À Anvers, le théâtre des Poesjenellenkelder, remontant au XVIe siècle, est l’un des plus anciens de Belgique. Il devint traditionnel vers 1820. Les marionnettes en bois, très lourdes, présentent une tringle supplémentaire, voire deux, pour animer les mains. Les types populaires sont représentés par la Tête, le Bègue, le Louche, le plus connu étant le Nez, de Neus. À la même époque des théâtres de marionnettes s’établirent à Gand. Les marionnettes sont plus petites, la vedette en est Pierken (Pierrot) le boulanger. Il intervient aussi bien dans les pièces historiques que dans les contes de fées. Il possède un fil supplémentaire à la jambe droite. Un autre personnage cocasse, Long-Bras, (Langenarme) est affublé d’un bras souple et démesuré afin de pouvoir batailler à loisir.
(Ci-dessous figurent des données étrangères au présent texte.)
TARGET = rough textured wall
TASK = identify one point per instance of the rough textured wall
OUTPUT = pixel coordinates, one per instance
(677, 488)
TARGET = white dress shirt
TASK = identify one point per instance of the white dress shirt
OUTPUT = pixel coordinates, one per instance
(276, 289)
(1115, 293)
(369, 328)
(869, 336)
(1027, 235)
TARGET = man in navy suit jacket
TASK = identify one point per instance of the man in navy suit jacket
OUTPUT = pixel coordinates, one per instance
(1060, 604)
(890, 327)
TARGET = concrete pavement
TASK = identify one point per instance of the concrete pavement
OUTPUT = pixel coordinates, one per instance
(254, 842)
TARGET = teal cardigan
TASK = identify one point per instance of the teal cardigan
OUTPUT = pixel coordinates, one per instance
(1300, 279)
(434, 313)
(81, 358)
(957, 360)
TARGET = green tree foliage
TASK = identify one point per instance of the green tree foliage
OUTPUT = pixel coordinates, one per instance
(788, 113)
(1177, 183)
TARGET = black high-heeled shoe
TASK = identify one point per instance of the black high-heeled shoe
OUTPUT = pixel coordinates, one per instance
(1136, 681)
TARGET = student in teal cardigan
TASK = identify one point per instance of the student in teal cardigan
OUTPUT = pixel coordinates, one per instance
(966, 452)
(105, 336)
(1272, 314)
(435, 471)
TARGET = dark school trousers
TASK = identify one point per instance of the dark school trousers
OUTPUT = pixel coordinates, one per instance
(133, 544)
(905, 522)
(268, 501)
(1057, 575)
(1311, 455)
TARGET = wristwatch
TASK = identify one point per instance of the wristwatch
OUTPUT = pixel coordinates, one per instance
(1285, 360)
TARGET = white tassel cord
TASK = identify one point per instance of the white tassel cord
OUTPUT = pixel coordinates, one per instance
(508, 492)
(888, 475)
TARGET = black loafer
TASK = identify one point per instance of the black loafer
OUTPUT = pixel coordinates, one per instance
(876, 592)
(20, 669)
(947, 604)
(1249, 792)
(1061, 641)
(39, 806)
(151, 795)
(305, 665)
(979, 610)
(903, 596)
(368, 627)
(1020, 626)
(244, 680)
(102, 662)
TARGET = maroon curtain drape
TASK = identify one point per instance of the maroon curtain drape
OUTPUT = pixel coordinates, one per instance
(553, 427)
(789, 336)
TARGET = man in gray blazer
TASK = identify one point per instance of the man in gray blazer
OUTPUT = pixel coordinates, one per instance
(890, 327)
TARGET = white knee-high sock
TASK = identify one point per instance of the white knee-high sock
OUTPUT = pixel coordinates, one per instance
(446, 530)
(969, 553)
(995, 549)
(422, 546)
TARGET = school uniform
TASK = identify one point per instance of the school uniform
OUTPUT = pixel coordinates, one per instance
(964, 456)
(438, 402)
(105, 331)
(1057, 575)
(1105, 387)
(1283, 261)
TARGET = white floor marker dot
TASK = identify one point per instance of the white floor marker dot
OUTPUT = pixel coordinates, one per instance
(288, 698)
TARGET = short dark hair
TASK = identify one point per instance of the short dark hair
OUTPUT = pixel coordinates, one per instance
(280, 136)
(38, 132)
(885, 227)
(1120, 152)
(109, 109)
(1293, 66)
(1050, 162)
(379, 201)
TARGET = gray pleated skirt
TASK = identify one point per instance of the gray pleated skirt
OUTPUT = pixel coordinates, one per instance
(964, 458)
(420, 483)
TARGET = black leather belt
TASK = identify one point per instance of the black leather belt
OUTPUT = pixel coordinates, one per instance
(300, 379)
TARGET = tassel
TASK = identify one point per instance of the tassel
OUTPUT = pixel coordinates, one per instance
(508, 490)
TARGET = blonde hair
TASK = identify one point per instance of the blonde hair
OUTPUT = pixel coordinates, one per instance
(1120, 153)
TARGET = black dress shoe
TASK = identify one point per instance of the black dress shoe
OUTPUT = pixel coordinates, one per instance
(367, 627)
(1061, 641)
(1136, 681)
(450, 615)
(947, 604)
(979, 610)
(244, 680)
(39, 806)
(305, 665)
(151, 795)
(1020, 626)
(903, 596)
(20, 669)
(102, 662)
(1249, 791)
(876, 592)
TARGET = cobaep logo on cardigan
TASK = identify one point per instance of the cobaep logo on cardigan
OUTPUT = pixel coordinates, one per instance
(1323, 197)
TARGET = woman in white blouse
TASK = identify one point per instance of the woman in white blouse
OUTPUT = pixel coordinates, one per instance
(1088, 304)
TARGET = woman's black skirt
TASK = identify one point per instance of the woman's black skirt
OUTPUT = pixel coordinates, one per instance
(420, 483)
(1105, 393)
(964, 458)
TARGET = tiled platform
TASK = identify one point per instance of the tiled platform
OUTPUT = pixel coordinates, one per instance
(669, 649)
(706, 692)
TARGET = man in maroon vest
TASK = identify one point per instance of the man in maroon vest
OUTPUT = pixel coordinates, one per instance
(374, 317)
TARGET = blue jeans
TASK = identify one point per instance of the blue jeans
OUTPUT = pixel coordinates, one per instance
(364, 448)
D’autres traditions européennes

Dans l’Angleterre du XIXe siècle, Clun Lewis tournait dans les provinces avec des marionnettes à fils dont certaines, antérieures à 1870, se manœuvraient à tringle. On attribue d’ailleurs à l’Anglais Thomas Holden le remplacement de la tringle par des fils. En Slovaquie, au Babkove Divadlo, Anton Anderle, représentant la quatrième génération de cette famille de marionnettistes, conserve 600 marionnettes à tringle. En Hongrie, au Théâtre national, Íván Koos a créé en 1976, des marionnettes en manipulation à vue, à tringle de bambou pour L’Histoire du soldat de Dezső Szilágyi dans une mise en scène de Kató Szőnyi.

Il faut mentionner aujourd’hui le travail original de deux Anglais, Liz et Cavin Glover, de la compagnie Faulty Optic. Dans le spectacle Bubbly beds on assiste à un ballet entre une sorte de sirène et un marin qu’elle aima, dont elle conserve la dépouille et qu’elle tente de faire revivre en vain. Désespérée, elle finit par porter des coups de tête répétés contre la paroi de verre dans un bruit lancinant. Cette curieuse scène se déroule dans un aquarium d’un mètre de large, rempli d’eau, ce qui donne une fluidité étrange à la manipulation à tringle de ces toutes petites marionnettes.

Bibliographie

  • Delanoy, Léopold. Théâtres de marionnettes du Nord de la France. Paris: G. P. Maisonneuve et Larose, 1983.
  • Jeanne, Paul. Le Théâtre de marionnettes d’Anvers. Paris: La Très Illustre Compagnie des petits comédiens de bois, 1934.
  • Leroux, Andrée et Alain Guillemin. Al’comédie ! La Voix du Nord, 1997.
  • Leroux, Andrée et Alain Guillemin. Marionnettes traditionnelles en Flandre française de langue picarde. Dunkerque: Éditions du Beffrois, 1984.
  • McCormick, John. The Italian Puppet Theater – A History. Jefferson (NC): McFarland & Co., 2010.